In this study, we analyze these 84 (74 RADARSAT-1 and 10 ENVISAT) images with hurricane eye information along with ancillary hurricane intensity information from the archive to generate hurricane morphology statistics. Histograms of wave number asymmetry and intensity are presented. The statistics show that when the storm has higher intensity, the hurricane eye tends to become more symmetric, and the area of the hurricane eye, defined by the minimum wind area, tends to be smaller. Examples of fine-scale structures within the hurricane, i.e., eye-eyewall mesovortices, arch clouds, double eyewalls, oceanic internal waves, atmospheric gravity waves, and abnormally high wind within eyes, are presented and discussed. It is shown that a majority of data exhibit circular eye (wave number 1) and elliptical-shaped (wave number 2) asymmetries in the eye, suggesting that the nature of the inner-core asymmetry is dominated by these two wave numbers. We also find that a tropical cyclone with a smaller eye tends to develop into a stronger tropical cyclone because the reduction in eye size leads to the decrease of the area of high wind region, which lowers the kinematic dissipation to offset the generation of kinetic energy due to surface enthalpy flux. There is a ubiquitous presence of four types of rain band signatures in SAR tropical cyclone images. These mechanisms dominating the rain patterns in the SAR images are attenuation due to heavy rain, backscattering from rain drops in the air and ice particles, sea surface capillary waves induced by rain, damping of sea surface waves by rain-induced turbulence, and wind gusts. Different mechanisms will increase or decrease the normalized radar cross section (NRCS) measured by a SAR, depending on the observation geometry that varies over the image and the local wind/wave conditions. In addition, SAR can provide useful information for identifying tropical cyclone boundary layer rolls, because streak patterns in sea surface roughness can be explained by change in surface wind speed due to the formation of boundary layer rolls.

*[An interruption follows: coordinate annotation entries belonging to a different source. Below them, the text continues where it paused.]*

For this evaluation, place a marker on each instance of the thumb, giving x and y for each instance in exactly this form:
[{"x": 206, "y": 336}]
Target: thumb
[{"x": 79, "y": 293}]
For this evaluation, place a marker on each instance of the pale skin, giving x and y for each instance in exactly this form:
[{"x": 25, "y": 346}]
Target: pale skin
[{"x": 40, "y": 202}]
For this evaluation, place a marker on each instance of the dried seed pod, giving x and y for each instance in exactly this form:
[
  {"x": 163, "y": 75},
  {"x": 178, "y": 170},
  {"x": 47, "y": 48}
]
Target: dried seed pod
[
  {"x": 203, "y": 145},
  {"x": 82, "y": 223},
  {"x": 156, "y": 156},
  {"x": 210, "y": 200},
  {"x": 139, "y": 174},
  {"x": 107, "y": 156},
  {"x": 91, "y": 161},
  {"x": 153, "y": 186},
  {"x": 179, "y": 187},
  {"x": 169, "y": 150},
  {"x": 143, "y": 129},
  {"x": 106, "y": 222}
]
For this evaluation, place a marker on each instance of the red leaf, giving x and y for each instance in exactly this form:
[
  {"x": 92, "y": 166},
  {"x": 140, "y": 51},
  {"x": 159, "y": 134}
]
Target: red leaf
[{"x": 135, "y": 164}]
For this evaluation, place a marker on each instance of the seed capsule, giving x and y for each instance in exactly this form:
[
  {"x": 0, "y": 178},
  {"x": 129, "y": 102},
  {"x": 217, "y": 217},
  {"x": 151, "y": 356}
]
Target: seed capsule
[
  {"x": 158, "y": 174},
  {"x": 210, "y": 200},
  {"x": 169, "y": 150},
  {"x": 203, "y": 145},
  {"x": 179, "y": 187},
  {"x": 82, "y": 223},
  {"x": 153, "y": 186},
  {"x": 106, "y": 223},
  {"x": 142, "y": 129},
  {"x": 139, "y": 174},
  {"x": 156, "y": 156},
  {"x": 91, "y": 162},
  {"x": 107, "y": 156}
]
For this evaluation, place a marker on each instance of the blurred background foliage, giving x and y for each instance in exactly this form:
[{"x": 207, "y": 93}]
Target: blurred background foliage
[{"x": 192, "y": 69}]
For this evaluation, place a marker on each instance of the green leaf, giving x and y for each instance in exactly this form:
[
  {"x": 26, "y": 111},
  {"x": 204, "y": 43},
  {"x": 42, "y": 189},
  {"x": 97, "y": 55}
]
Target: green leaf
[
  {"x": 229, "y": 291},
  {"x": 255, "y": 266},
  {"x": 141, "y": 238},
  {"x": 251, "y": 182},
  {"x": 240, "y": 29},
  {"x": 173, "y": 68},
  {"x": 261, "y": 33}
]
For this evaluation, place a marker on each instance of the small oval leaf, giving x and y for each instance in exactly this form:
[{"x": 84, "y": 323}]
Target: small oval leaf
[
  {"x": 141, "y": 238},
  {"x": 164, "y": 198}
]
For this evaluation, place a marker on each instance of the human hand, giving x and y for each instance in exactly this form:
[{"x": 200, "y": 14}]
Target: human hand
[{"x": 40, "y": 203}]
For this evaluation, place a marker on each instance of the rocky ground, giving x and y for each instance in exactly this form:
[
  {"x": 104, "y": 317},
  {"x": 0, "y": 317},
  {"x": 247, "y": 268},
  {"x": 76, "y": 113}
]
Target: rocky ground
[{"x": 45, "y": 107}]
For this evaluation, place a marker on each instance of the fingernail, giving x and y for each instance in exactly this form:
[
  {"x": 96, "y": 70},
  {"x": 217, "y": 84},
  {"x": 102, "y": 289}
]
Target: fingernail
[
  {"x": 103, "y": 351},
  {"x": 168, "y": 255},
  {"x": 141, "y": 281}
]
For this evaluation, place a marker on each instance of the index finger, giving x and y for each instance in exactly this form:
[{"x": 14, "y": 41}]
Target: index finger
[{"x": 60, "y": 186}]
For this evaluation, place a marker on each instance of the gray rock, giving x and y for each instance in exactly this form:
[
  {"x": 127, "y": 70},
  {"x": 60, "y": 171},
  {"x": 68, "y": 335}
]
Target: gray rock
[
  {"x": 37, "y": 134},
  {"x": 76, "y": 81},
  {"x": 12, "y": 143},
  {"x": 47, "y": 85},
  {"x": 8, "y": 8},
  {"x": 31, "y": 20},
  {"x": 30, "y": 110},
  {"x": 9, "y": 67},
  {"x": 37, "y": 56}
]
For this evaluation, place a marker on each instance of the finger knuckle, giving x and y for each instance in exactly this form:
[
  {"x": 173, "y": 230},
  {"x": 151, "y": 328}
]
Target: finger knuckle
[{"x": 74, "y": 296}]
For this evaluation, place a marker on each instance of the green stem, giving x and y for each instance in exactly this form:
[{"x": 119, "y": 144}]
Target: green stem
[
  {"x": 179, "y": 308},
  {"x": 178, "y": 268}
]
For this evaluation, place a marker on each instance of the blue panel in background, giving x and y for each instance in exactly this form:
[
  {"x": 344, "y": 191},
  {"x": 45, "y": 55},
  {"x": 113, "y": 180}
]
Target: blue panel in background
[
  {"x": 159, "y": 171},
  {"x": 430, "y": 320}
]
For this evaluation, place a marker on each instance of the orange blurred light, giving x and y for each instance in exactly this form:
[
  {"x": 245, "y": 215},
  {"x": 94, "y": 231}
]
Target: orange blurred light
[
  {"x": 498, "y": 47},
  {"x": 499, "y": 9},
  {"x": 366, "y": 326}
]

SAR images show a few unusual observations. One is that the storm pattern continues across the landsea boundary. We conjecture that this is due to rain scattering and attenuation in the atmosphere. The other one is that higher NRCS values are observed within some storm eyes, which is usually believed to be a relatively calm area within the storm system. Possible explanations are rain, waves, and abnormally high wind. However, these phenomena cannot be addressed by SAR observation alone. With the increasing number of spaceborne SAR satellites in the next 23 years, we believe there will be more simultaneous observations of storm systems from different spaceborne, airborne, and in situ sensors to help researchers understand these phenomena.
Utilization of SAR imagery is a relatively new tool for tropical cyclone research and forecasting because of its limited coverage, lack of operational analysis tools, and high cost. All these impediments are in the process of being swept away. NOAA is implementing an operational SAR wind processing system. ESA will launch the Sentinel-1 in 2014 and announced its data policy will be free and open. Canadian Space Agency's Radarsat Constellation Mission (RCM) SAR missions in 2016. The RCM will be operational and data will be free and open as well. This study demonstrates the advantage of SAR sensors for the imaging of fine scale storm patterns on the sea surface beneath the storm clouds. The research results we presented in this study demonstrate the potential of using SAR as a hurricane forecast tool in the future.